As a Norfolk County injury attorney, I can tell you this for sure: Now that a Massachusetts judge has upheld the $20 Million jury award, and denied Toys ‘R Us’s motion for a new trial and verdict reduction, the pressure on the defendants to settle is increased exponentially. Toys ‘R Us can appeal this verdict to the Massachusetts Appeals Court, the Massachusetts Supreme Judicial Court and beyond that, but thankfully, there is a legal mechanism that prevents defendants who have been found liable in such cases, from denying justice to the plaintiffs by dragging the case on, forever. Many defendants who have been ruled against, and ordered to pay damages, would do exactly that, if they could. That would be their way of preventing paying any damages. However, there is a statute that provides for “post-judgment interest” to accrue on a jury’s verdict award, if a defendant chooses to appeal.
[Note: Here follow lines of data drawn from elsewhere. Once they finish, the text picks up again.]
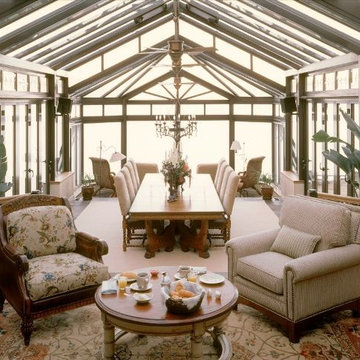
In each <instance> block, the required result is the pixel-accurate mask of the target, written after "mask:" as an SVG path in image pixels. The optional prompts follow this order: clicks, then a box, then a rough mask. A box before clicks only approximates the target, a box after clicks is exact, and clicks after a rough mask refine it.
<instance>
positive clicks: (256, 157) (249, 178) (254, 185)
mask: <svg viewBox="0 0 360 360" xmlns="http://www.w3.org/2000/svg"><path fill="white" fill-rule="evenodd" d="M264 159H265V156H259V157H255V158H252V159H250V160H249V162H248V163H247V166H246V170H245V171H244V172H240V173H239V175H240V181H239V186H238V191H239V192H240V194H242V193H244V190H245V189H246V188H253V189H255V190H256V187H255V186H256V185H257V184H258V183H259V178H260V175H261V170H262V163H263V160H264Z"/></svg>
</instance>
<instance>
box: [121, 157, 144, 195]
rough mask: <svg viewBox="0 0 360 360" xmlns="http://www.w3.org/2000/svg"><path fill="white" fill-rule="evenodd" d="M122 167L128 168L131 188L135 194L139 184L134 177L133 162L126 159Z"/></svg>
mask: <svg viewBox="0 0 360 360" xmlns="http://www.w3.org/2000/svg"><path fill="white" fill-rule="evenodd" d="M123 167H124V168H127V169H128V170H129V173H130V176H131V181H132V184H133V188H134V192H135V194H136V193H137V191H138V189H139V186H140V184H138V182H137V178H136V173H135V170H134V166H133V164H132V163H131V162H130V161H127V162H126V163H125V164H124V166H123Z"/></svg>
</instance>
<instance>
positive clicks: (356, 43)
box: [245, 0, 360, 54]
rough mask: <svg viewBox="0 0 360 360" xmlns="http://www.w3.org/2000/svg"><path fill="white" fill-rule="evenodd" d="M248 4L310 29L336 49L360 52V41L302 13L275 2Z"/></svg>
mask: <svg viewBox="0 0 360 360" xmlns="http://www.w3.org/2000/svg"><path fill="white" fill-rule="evenodd" d="M245 2H246V4H249V5H250V4H252V6H254V4H256V8H257V9H258V10H259V11H263V10H264V9H268V10H270V11H271V13H272V16H277V17H278V16H281V17H282V18H284V21H288V24H289V25H290V26H294V27H295V28H297V29H299V30H300V31H304V29H308V30H310V31H311V32H312V36H314V37H315V38H317V39H319V40H321V41H323V42H325V43H327V44H328V45H330V46H333V47H334V48H336V49H338V50H340V51H343V52H349V51H352V52H354V53H356V54H358V53H359V51H360V41H359V40H356V39H354V38H353V37H351V36H348V35H347V34H346V33H343V32H341V31H337V30H336V29H334V28H333V27H332V26H330V25H326V24H324V23H322V22H320V21H317V20H316V19H314V18H313V17H311V16H307V15H305V14H304V13H302V12H299V11H296V10H294V9H293V8H291V7H289V6H287V5H286V3H280V2H278V1H273V0H245Z"/></svg>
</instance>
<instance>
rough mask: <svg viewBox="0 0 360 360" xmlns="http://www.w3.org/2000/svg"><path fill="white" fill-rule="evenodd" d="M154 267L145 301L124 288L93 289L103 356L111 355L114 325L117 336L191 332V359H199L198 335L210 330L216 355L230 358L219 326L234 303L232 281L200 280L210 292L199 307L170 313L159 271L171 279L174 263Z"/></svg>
mask: <svg viewBox="0 0 360 360" xmlns="http://www.w3.org/2000/svg"><path fill="white" fill-rule="evenodd" d="M156 268H157V269H158V270H159V275H158V276H156V277H153V276H152V277H150V282H151V284H152V288H151V289H150V290H149V291H147V292H146V293H147V294H150V295H151V296H152V299H151V301H150V302H149V303H147V304H137V303H136V301H135V299H134V298H133V296H132V294H126V293H125V292H124V291H118V293H117V294H112V295H103V294H101V287H99V289H98V290H97V291H96V294H95V303H96V305H97V306H98V308H99V309H100V310H101V317H102V321H103V323H104V349H103V356H104V358H105V359H113V357H114V348H115V327H117V328H120V329H121V330H122V331H121V332H120V333H118V334H117V339H118V338H119V337H120V336H122V335H123V334H124V333H126V332H131V333H135V334H141V335H150V336H172V335H180V334H191V357H192V359H202V336H203V335H204V333H205V332H206V331H207V332H210V333H211V335H212V337H213V339H214V346H215V347H217V348H218V353H219V354H220V357H219V359H222V360H225V359H230V358H231V356H232V349H231V344H230V342H229V340H228V339H227V338H226V336H225V333H224V332H223V330H222V325H223V322H224V320H225V319H226V318H227V317H228V316H229V315H230V312H231V310H232V309H233V308H234V306H235V305H236V303H237V299H238V291H237V289H236V288H235V287H234V285H233V284H232V283H231V282H230V281H228V280H227V279H225V280H224V281H223V282H222V283H220V284H215V285H210V284H204V283H201V282H200V285H201V286H202V287H204V289H205V290H207V289H209V288H210V289H211V290H212V293H213V294H212V296H211V297H208V296H207V295H205V297H204V299H203V301H202V304H201V307H200V309H199V310H198V311H196V312H194V313H191V314H188V315H177V314H172V313H170V312H168V311H167V309H166V306H165V304H164V303H163V300H162V298H161V294H160V288H161V286H160V282H161V272H164V271H166V272H167V274H168V275H169V276H170V279H172V280H174V275H175V274H176V271H177V267H175V266H158V267H156ZM140 271H145V272H148V273H149V274H150V268H143V269H136V270H134V272H140ZM208 274H209V272H208ZM216 290H218V291H219V292H220V293H221V297H220V299H216V298H215V291H216Z"/></svg>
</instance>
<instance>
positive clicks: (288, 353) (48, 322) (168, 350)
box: [0, 304, 360, 360]
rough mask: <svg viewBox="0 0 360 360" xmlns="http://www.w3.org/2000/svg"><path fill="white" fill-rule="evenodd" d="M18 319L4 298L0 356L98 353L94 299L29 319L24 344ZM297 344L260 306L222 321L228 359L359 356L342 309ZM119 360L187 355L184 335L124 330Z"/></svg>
mask: <svg viewBox="0 0 360 360" xmlns="http://www.w3.org/2000/svg"><path fill="white" fill-rule="evenodd" d="M20 323H21V320H20V318H19V316H18V315H17V314H16V313H15V311H14V310H13V309H12V308H11V307H10V306H9V305H8V304H5V307H4V312H3V314H0V359H2V360H25V359H26V360H43V359H47V360H50V359H51V360H68V359H71V360H83V359H84V360H85V359H86V360H92V359H94V360H97V359H101V349H102V336H103V335H102V334H103V328H102V321H101V318H100V311H99V310H98V308H97V307H96V305H88V306H84V307H82V308H79V309H75V310H71V311H66V312H63V313H60V314H56V315H52V316H49V317H47V318H44V319H38V320H35V322H34V325H35V330H34V332H33V334H32V336H31V341H30V345H29V346H28V347H26V346H24V344H23V338H22V336H21V332H20ZM315 325H316V328H314V329H312V330H309V331H307V332H306V333H305V335H304V336H303V337H302V338H301V341H300V342H299V343H298V344H292V343H290V342H289V340H288V339H287V337H285V336H284V334H283V332H282V331H281V330H280V328H279V327H278V326H277V325H276V324H275V323H273V322H271V321H270V320H268V318H267V317H266V316H264V315H262V314H261V313H260V312H258V311H256V310H254V309H251V308H249V307H247V306H244V305H241V306H239V307H238V310H237V311H233V312H232V313H231V314H230V316H229V318H228V320H227V322H226V326H225V332H226V334H227V336H228V338H229V340H230V341H231V344H232V349H233V357H232V359H233V360H240V359H241V360H250V359H264V360H265V359H277V360H283V359H313V360H319V359H324V360H325V359H329V360H335V359H342V360H348V359H349V360H355V359H360V320H359V319H358V318H352V317H351V312H349V311H343V312H340V313H338V314H336V315H333V316H328V317H324V318H323V320H322V322H319V323H317V324H315ZM203 351H204V355H203V359H204V360H212V359H217V358H218V357H217V355H216V352H215V349H214V347H213V346H212V341H211V337H210V336H204V338H203ZM116 354H117V359H121V360H133V359H136V360H160V359H161V360H163V359H172V360H185V359H189V358H190V338H189V336H174V337H146V336H145V337H144V336H143V337H139V336H137V335H134V334H128V335H126V336H125V337H123V338H121V339H120V340H119V342H118V343H117V345H116Z"/></svg>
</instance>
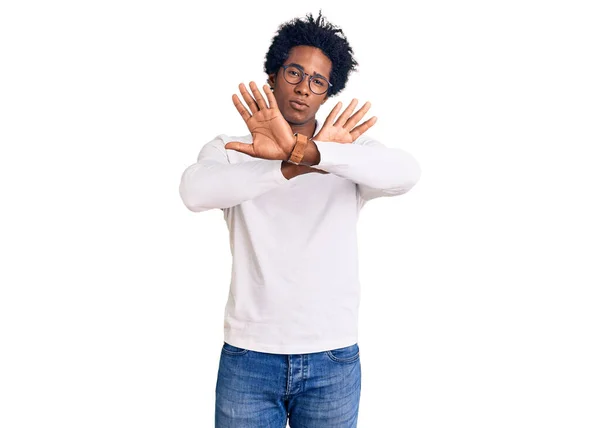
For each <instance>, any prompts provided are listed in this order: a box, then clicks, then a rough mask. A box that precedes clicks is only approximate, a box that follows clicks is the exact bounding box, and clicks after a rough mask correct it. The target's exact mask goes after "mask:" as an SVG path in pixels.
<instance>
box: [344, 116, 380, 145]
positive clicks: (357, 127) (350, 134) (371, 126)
mask: <svg viewBox="0 0 600 428" xmlns="http://www.w3.org/2000/svg"><path fill="white" fill-rule="evenodd" d="M376 122H377V118H376V117H375V116H373V117H372V118H370V119H369V120H367V121H366V122H364V123H362V124H360V125H359V126H357V127H356V128H354V129H353V130H352V131H350V136H351V137H352V141H355V140H356V139H357V138H358V137H360V136H361V135H362V134H364V133H365V132H366V131H367V130H368V129H369V128H370V127H372V126H373V125H375V123H376Z"/></svg>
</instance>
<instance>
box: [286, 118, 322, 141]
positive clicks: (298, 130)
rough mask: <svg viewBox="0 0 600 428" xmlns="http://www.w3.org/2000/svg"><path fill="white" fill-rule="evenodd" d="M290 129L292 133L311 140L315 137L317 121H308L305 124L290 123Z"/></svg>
mask: <svg viewBox="0 0 600 428" xmlns="http://www.w3.org/2000/svg"><path fill="white" fill-rule="evenodd" d="M290 127H291V128H292V132H293V133H294V134H295V133H298V134H302V135H306V136H307V137H308V138H312V137H314V135H315V130H316V129H317V121H316V120H315V119H313V120H310V121H308V122H306V123H302V124H294V123H290Z"/></svg>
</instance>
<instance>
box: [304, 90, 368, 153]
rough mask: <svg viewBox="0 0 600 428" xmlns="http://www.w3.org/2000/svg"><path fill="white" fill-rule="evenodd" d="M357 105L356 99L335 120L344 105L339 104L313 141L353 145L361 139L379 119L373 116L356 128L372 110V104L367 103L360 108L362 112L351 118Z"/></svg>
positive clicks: (360, 111) (319, 131)
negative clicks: (361, 121)
mask: <svg viewBox="0 0 600 428" xmlns="http://www.w3.org/2000/svg"><path fill="white" fill-rule="evenodd" d="M357 104H358V100H357V99H356V98H355V99H353V100H352V101H351V102H350V105H348V107H347V108H346V110H344V112H343V113H342V114H341V115H340V117H339V118H338V119H337V120H335V117H336V116H337V115H338V113H339V112H340V110H341V109H342V103H341V102H338V103H337V104H336V105H335V107H334V108H333V110H331V113H329V115H328V116H327V119H325V122H324V123H323V127H322V128H321V129H320V130H319V133H318V134H317V135H315V137H314V138H313V140H317V141H329V142H334V143H351V142H353V141H354V140H356V139H357V138H358V137H360V136H361V135H362V134H363V133H364V132H365V131H366V130H367V129H369V128H370V127H371V126H373V125H375V122H377V118H376V117H375V116H373V117H372V118H370V119H369V120H367V121H366V122H363V123H361V124H360V125H359V126H356V124H357V123H358V122H360V121H361V119H362V118H363V117H364V116H365V114H367V112H368V111H369V109H370V108H371V103H370V102H368V101H367V102H366V103H365V104H364V105H363V106H362V107H361V108H360V110H358V111H357V112H356V113H354V114H353V115H352V116H350V115H351V114H352V112H353V111H354V109H355V108H356V105H357ZM334 120H335V122H334Z"/></svg>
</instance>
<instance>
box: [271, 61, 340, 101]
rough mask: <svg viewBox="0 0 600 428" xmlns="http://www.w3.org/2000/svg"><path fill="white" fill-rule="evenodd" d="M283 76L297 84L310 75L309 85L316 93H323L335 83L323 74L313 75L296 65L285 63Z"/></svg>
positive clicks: (283, 65)
mask: <svg viewBox="0 0 600 428" xmlns="http://www.w3.org/2000/svg"><path fill="white" fill-rule="evenodd" d="M281 68H283V78H284V79H285V81H286V82H288V83H289V84H291V85H297V84H299V83H300V82H302V81H303V80H304V78H305V77H306V76H308V87H309V89H310V90H311V91H312V92H313V93H314V94H316V95H323V94H324V93H325V92H327V91H328V90H329V88H330V87H332V86H333V85H332V84H331V83H329V80H327V79H325V78H324V77H323V76H318V75H317V76H311V75H310V74H308V73H305V72H304V71H303V70H301V69H300V68H298V67H297V66H295V65H292V64H290V65H283V66H282V67H281Z"/></svg>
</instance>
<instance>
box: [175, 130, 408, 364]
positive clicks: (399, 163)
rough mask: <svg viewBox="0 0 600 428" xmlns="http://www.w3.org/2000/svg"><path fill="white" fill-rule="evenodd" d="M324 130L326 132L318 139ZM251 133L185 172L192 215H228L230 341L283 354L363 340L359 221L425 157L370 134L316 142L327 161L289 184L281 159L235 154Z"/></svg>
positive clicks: (200, 155) (183, 200)
mask: <svg viewBox="0 0 600 428" xmlns="http://www.w3.org/2000/svg"><path fill="white" fill-rule="evenodd" d="M315 133H316V132H315ZM230 141H241V142H245V143H248V144H250V143H251V142H252V137H251V135H247V136H244V137H229V136H226V135H219V136H218V137H216V138H215V139H214V140H213V141H211V142H209V143H207V144H206V145H205V146H204V147H203V148H202V150H201V151H200V154H199V156H198V162H197V163H195V164H193V165H191V166H189V167H188V168H187V169H186V170H185V171H184V173H183V176H182V178H181V185H180V188H179V191H180V195H181V198H182V199H183V202H184V204H185V205H186V206H187V207H188V208H189V209H190V210H192V211H196V212H200V211H206V210H209V209H213V208H220V209H222V210H223V213H224V216H225V221H226V222H227V226H228V228H229V233H230V243H231V253H232V257H233V266H232V276H231V283H230V291H229V298H228V301H227V304H226V306H225V325H224V327H225V341H226V342H227V343H229V344H231V345H234V346H238V347H241V348H246V349H250V350H254V351H260V352H269V353H276V354H302V353H310V352H321V351H325V350H330V349H336V348H341V347H344V346H349V345H351V344H354V343H357V342H358V334H357V333H358V307H359V297H360V284H359V278H358V257H357V254H358V251H357V229H356V226H357V220H358V213H359V211H360V209H361V208H362V206H363V205H364V203H365V202H366V201H368V200H369V199H372V198H376V197H379V196H393V195H400V194H402V193H405V192H407V191H408V190H410V188H412V187H413V186H414V185H415V183H416V182H417V181H418V179H419V176H420V168H419V165H418V164H417V162H416V161H415V159H414V158H413V157H412V156H411V155H410V154H408V153H406V152H405V151H403V150H400V149H395V148H394V149H392V148H387V147H385V146H384V145H383V144H381V143H379V142H377V141H375V140H372V139H370V138H369V137H367V136H365V135H362V136H361V137H359V138H358V139H357V140H356V141H355V142H354V143H353V144H339V143H331V142H320V141H316V142H315V144H316V145H317V147H318V149H319V152H320V157H321V161H320V163H319V164H318V165H316V166H315V167H317V168H319V169H321V170H324V171H328V172H329V173H330V174H317V173H310V174H304V175H300V176H297V177H294V178H292V179H290V180H287V179H286V178H285V177H284V176H283V174H282V173H281V161H271V160H264V159H257V158H253V157H250V156H248V155H245V154H243V153H240V152H236V151H234V150H227V149H225V144H226V143H228V142H230Z"/></svg>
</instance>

This ensures that a defendant is not denied the right of appeal, but it also provides a disincentive to continue appeals when they have little to no legal basis. All this means that the more Toys ‘R Us appeals these court rulings, the more the clock ticks, and the more money they will eventually owe to the plaintiffs.

The Essex County Clerk of Courts said that his office is still calculating the interest on this judgment, and that it will be probably the largest ever awarded by an Essex County jury.